For example, we have had a logic elective in the past, and it was a great course, taught by an expert in the subject. But recently we needed to bump it as a result of a decision to do a slower, more thorough treatment of multivariable calculus, which ate up another semester. Alison Blank might decry this choice as favoring a “sequential” subject in favor of a more diverse elective, and I can see her point. But multivariable calculus is *amazing* math, no less than is logic, and we wanted to make sure that students taking the multivariable class would actually be able to learn it—something that few students do in a one-semester college course in the subject. And while the mode of thinking you get from a logic class is very valuable, there aren’t many courses that treat it as a prerequisite, as opposed to the many that require multivariable calc. So the calc class opens more doors for further study—not “further progress along a boring track”, further *really cool math*.

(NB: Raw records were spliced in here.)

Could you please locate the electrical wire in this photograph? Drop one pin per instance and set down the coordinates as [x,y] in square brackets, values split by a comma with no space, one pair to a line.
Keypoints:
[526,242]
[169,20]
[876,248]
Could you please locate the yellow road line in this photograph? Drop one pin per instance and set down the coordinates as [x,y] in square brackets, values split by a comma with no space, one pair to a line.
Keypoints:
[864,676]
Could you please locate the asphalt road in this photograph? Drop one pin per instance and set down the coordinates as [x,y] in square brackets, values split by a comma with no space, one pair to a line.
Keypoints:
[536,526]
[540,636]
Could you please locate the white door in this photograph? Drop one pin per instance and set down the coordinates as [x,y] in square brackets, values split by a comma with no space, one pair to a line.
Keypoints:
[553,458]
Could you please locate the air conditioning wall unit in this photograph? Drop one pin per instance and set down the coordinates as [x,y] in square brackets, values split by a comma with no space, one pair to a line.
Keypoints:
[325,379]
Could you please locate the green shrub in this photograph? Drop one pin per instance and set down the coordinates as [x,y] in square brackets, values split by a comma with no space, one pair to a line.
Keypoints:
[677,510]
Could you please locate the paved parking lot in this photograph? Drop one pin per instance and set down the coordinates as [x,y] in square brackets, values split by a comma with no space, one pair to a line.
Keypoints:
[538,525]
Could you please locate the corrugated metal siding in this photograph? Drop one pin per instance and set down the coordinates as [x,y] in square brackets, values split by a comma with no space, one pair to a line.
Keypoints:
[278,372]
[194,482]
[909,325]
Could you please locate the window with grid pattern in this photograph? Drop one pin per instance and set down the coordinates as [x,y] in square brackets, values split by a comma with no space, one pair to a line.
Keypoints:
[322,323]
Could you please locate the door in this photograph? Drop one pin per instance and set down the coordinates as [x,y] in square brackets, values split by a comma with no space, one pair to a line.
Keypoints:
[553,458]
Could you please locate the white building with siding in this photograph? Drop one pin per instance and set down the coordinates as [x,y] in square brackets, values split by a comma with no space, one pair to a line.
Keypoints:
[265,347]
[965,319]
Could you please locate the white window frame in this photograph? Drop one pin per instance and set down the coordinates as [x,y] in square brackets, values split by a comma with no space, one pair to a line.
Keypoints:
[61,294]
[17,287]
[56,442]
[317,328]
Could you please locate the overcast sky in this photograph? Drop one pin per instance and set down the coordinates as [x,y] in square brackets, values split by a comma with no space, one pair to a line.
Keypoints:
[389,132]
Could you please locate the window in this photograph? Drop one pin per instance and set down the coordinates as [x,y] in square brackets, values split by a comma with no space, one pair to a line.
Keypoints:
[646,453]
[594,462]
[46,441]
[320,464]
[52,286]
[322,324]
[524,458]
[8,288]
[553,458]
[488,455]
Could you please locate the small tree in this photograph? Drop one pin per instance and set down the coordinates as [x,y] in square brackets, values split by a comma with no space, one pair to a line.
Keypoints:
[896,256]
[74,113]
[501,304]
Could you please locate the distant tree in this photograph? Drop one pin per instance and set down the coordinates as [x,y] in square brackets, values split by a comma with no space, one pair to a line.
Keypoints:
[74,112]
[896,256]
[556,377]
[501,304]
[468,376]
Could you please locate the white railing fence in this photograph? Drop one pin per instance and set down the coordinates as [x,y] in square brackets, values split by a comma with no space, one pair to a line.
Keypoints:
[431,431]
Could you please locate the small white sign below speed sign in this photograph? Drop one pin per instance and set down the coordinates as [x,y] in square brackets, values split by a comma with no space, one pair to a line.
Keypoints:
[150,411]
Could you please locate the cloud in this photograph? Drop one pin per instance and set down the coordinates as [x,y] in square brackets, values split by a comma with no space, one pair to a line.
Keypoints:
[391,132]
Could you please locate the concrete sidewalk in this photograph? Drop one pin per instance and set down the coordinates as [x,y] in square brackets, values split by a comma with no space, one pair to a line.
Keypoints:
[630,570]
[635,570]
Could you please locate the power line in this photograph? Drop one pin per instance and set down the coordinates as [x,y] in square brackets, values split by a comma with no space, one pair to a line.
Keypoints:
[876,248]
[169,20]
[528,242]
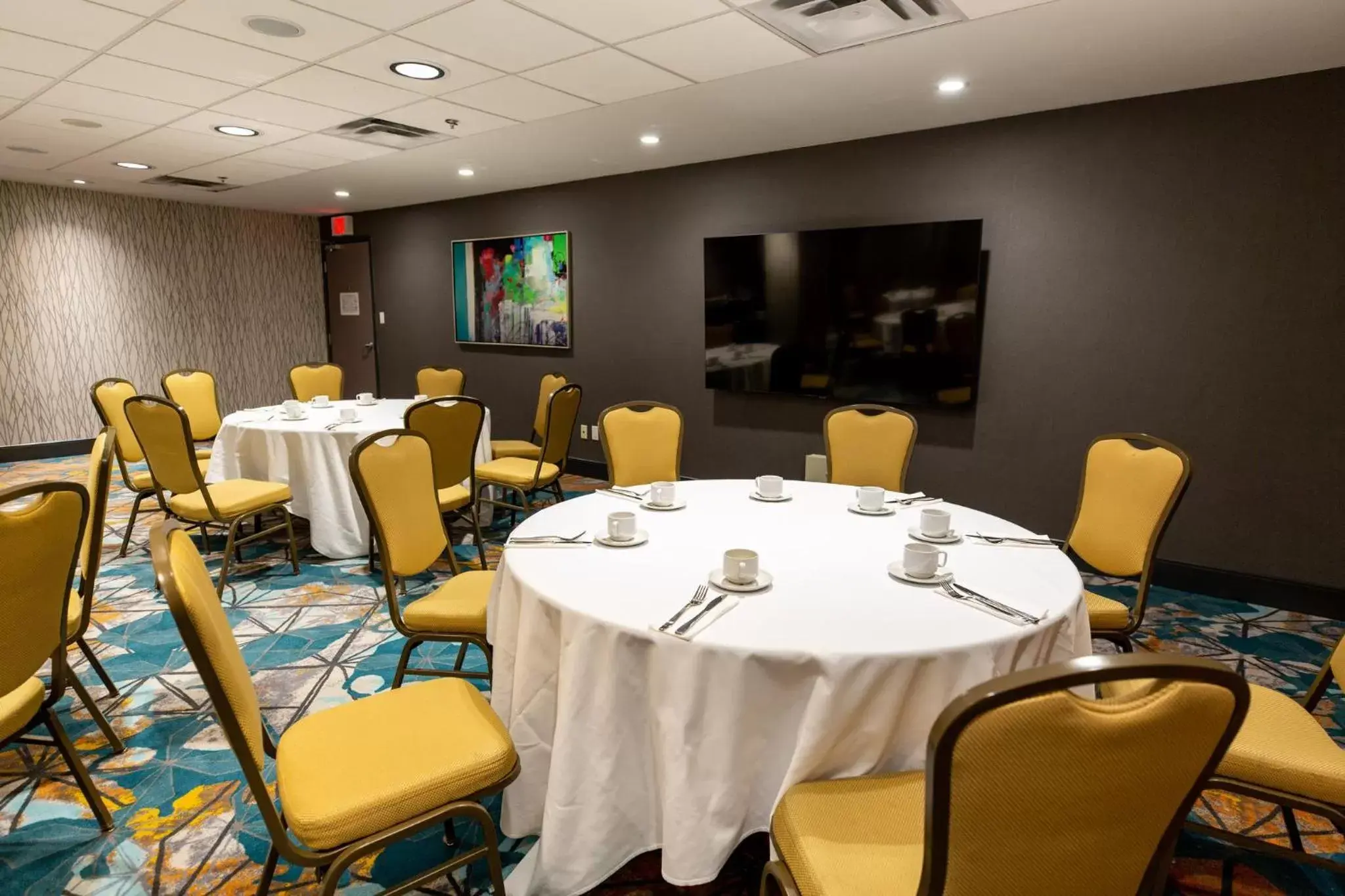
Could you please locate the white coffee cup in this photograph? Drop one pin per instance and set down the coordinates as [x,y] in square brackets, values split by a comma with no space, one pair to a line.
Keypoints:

I don’t think that either way is necessarily obviously best, and I really do see the appeal of broader electives, where possible. But there are arguments both ways.

“Start a math circle”: Absolutely. I love helping out with the local equivalent of a math circle, and I actually would like to see it move in a more diverse and eclectic direction. I also help students practice for math contests, which, while it has its own narrowness issues, does expose students to real problem-solving and different ideas from the regular curriculum. If it were purely up to me I would move that in a more “circle” direction as well, but the kids really enjoy doing well on contests, and I don’t mind supporting that.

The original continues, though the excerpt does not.